A meta-analytic framework for detection of genetic interactions.

With varying, but substantial, proportions of heritability remaining unexplained by summaries of single-SNP genetic variation, there is a demand for methods that extract maximal information from genetic association studies. One source of variation that is difficult to assess is genetic interactions. A major challenge for naive detection methods is the large number of possible combinations, with a requisite need to correct for multiple testing. Assumptions of large marginal effects, to reduce the search space, may be restrictive and miss higher order interactions with modest marginal effects. In this paper, we propose a new procedure for detecting gene-by-gene interactions through heterogeneity in estimated low-order (e.g., marginal) effect sizes by leveraging population structure, or ancestral differences, among studies in which the same phenotypes were measured. We implement this approach in a meta-analytic framework, which offers numerous advantages, such as robustness and computational efficiency, and is necessary when data-sharing limitations restrict joint analysis.
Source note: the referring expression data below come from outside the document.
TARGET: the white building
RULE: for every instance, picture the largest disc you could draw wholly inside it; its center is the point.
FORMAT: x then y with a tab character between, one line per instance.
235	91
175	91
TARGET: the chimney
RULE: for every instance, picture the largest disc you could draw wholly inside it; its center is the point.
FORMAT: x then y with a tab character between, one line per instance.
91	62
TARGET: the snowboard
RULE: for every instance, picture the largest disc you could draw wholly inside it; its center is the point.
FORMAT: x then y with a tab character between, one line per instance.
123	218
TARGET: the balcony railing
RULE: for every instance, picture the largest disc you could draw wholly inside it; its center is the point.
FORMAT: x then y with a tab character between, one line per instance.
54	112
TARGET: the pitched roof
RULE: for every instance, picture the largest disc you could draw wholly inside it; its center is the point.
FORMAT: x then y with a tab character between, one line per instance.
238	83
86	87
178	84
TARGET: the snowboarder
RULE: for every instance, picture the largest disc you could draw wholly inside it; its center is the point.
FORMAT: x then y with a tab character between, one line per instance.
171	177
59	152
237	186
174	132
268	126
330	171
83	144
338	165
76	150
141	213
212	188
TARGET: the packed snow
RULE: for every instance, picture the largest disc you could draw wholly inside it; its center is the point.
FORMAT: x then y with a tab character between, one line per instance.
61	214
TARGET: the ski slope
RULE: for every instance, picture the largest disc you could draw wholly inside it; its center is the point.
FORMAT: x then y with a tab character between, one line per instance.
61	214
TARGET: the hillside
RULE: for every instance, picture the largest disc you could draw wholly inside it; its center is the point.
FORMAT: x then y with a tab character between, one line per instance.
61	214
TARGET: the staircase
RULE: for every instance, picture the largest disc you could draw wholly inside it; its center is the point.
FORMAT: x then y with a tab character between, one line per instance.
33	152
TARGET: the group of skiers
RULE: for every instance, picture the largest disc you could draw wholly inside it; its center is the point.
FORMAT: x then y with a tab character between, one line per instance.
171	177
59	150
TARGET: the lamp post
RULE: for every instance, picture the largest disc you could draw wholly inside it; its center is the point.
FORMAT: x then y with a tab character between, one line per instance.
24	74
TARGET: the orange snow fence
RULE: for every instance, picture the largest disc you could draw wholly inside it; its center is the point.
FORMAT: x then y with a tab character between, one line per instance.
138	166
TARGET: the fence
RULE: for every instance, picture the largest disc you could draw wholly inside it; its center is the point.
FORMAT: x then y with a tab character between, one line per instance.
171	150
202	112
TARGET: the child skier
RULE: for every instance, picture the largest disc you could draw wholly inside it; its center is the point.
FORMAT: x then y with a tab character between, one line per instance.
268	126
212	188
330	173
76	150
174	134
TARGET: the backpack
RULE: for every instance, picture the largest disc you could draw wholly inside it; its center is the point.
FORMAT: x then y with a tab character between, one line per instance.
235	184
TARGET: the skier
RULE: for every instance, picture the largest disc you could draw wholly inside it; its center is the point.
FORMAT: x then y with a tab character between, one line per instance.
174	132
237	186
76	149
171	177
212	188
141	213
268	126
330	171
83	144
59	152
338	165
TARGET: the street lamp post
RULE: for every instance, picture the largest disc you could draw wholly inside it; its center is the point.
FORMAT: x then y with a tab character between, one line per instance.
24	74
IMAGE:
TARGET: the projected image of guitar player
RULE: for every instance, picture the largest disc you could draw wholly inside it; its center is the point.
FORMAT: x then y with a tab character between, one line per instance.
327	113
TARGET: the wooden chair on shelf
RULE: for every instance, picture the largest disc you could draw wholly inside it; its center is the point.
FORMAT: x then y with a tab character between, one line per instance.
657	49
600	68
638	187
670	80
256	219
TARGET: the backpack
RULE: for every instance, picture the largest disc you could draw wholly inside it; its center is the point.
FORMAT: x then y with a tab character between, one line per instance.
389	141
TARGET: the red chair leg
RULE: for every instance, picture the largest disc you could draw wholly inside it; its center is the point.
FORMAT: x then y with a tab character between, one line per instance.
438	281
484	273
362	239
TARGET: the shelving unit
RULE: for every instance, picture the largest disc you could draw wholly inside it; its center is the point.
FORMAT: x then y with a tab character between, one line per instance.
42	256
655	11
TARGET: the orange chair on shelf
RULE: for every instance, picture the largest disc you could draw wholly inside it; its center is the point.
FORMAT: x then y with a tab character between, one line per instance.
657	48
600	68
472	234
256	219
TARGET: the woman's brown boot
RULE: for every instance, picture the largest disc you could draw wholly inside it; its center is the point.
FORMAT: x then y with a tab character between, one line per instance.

We effectively apply a dimension reduction procedure that scales to allow searches for higher order interactions. For comparison to our method, which we term phylogenY-aware Effect-size Tests for Interactions (YETI), we adapt an existing method that assumes interacting loci will exhibit strong marginal effects to our meta-analytic framework. As expected, YETI excels when multiple studies are from highly differentiated populations and maintains its superiority in these conditions even when marginal effects are small. When these conditions are less extreme, the advantage of our method wanes. We assess the Type-I error and power characteristics of complementary approaches to evaluate their strengths and limitations.